In its current state, the Office Of Congressional Ethics is toothless. To enforce strict ethical standards for members of Congress, the Office needs to be fully funded, have subpoena powers, and given unfettered authority to investigate members of Congress in accordance with practices of inspectors general. Congress should vote for increased penalties and to make the results of all ethics investigations public.
Do Your Job:
No Budget, No Pay
The constant brinksmanship over the federal budget has repeatedly led to workers being sent home without paychecks, businesses out thousands of dollars when they cannot get permits on time, and wasted taxpayer dollars as projects are started, stopped, and started again. When that happens, legislators should share the burden. No member of Congress should draw a salary if the government is shut down.
After a budget is approved, the salary lost should not be reinstated.
Five-Day Work Week
As a state legislator I worked hard to stay in touch with my constituents and I will as a member of Congress, as well. But the legislative calendar includes plenty of breaks, and technology allows us better communication with our districts better than ever before. American families work a minimum of a five-day work week, and Congress should too. And that work is on actual legislation, hearings, and the like. The time spent fundraising should not be considered part of the minimum 40-hour work week.
No Special Perks:
Freeze Congressional Pay
At a time when so many Americans have seen their wages stagnate, I believe Congressional pay is high enough, and I’ll vote to freeze it.

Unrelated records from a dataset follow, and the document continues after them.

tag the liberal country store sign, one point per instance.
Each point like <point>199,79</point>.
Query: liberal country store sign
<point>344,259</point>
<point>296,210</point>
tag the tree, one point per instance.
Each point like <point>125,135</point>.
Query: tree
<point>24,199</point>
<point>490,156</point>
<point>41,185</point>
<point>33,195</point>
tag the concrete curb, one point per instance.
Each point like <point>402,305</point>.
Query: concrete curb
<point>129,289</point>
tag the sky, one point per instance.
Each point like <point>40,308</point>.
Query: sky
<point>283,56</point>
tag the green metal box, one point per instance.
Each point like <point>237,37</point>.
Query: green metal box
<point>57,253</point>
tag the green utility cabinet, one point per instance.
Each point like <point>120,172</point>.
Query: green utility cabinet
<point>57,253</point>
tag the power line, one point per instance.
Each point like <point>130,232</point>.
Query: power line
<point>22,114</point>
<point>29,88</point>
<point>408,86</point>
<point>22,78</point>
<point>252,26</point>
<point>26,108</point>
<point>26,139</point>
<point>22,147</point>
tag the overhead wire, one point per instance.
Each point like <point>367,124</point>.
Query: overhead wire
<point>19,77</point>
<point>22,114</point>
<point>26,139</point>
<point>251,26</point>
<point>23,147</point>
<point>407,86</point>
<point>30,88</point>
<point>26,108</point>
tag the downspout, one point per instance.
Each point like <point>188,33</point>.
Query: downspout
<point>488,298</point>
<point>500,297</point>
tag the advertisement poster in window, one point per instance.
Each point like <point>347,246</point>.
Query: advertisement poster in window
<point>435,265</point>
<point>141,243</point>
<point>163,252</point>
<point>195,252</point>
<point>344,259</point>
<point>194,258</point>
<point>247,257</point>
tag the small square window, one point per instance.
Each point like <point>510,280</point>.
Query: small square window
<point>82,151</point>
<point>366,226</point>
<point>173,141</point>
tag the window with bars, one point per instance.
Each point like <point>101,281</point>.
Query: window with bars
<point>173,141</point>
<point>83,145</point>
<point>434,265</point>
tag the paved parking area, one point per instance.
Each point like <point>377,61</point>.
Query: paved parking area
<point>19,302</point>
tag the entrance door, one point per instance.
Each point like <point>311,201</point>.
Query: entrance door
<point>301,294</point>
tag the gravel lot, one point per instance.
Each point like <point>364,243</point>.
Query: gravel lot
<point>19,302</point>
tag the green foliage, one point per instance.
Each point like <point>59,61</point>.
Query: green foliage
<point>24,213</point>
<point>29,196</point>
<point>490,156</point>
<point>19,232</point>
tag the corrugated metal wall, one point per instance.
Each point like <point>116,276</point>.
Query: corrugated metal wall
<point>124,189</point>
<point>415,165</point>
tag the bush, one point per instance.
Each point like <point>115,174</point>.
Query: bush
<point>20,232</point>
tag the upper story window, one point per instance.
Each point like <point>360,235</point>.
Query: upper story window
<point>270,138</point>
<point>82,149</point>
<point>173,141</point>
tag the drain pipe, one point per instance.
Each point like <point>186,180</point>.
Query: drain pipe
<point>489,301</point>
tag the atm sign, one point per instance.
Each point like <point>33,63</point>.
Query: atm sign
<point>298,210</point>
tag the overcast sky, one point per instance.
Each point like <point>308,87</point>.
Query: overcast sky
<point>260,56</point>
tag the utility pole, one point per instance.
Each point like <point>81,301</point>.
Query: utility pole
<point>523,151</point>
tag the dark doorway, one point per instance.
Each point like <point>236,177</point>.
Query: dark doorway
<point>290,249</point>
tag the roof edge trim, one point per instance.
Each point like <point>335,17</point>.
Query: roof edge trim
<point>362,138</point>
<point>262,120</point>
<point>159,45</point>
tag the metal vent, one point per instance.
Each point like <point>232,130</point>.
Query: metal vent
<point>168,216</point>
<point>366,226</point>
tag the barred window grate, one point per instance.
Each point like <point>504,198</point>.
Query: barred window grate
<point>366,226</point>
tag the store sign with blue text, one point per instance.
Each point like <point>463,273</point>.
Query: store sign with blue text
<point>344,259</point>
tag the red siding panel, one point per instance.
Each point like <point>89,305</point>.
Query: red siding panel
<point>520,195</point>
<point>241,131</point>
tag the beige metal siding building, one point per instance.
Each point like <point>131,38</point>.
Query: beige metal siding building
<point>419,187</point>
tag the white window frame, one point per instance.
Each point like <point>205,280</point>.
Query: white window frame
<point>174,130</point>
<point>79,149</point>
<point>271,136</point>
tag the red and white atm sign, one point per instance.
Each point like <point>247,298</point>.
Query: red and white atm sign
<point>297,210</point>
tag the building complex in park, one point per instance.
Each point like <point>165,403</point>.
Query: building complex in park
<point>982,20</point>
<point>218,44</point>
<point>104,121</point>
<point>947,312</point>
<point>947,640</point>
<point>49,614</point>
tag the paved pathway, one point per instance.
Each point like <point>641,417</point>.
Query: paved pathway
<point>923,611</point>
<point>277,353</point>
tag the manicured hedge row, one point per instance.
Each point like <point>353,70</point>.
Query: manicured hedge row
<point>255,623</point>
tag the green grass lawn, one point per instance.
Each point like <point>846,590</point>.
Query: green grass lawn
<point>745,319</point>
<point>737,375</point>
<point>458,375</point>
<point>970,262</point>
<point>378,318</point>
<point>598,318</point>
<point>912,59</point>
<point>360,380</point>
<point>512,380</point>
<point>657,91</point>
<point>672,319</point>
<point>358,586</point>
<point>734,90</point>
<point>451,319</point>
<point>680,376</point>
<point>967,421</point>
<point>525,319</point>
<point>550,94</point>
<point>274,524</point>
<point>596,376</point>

This can be reviewed at a later time after Congress has shown it can function and pending an improvement in the U.S. economy.
Freeze Congressional Office Budgets
While in the Arizona legislature, I refused to take new furniture for my office because I thought buying new desks for legislators when we couldn’t buy them for school children was wrong. I support freezing Congressional office budgets so that we spend less time worrying about paint colors and more time working to fix the challenges facing our country.
Reform campaign finance
There is a need to pass campaign finance reform that limits the influence of lobbyists and special interests in the election process. They should play by the same rules as the rest of the public—with limits and disclosure. There is just too much money involved in the election process. The voice of the middle class and those in poverty is being pushed aside by the influence of a few who hide behind current campaign finance laws. We need to find ways to limit the impact of the Supreme Court’s Citizens United ruling. Registered lobbyists should not be allowed to be part of campaign organizations and finance committees.
Extend the lobbying ban
The two-year ban on legislators returning to the Capitol as lobbyists is the right idea, but it isn’t enough. I support extending the ban to five years, and including staff in the ban. We must also eliminate the public relations (PR) loophole that allows former members to work in PR at lobbying firms.
Ban luxury trips
Luxury trips paid for by special interests happen under the guise of keeping members of Congress informed. Their real purpose is to give lobbyists special access and to reward legislators for voting a certain way. Those free trips for legislators should be banned.
No first class travel
No official travel that is to be reimbursed should include a first-class ticket. If a member of Congress wants to fly first class, he or she can pay for the fare using his or her own money (not money from a PAC or campaign-related fund).
Within five working days, members of Congress should be required to disclose their official work schedule publicly in an electronic format. They should also be required to list any meetings with lobbyists and provide an electronic copy of all materials exchanged during these meetings.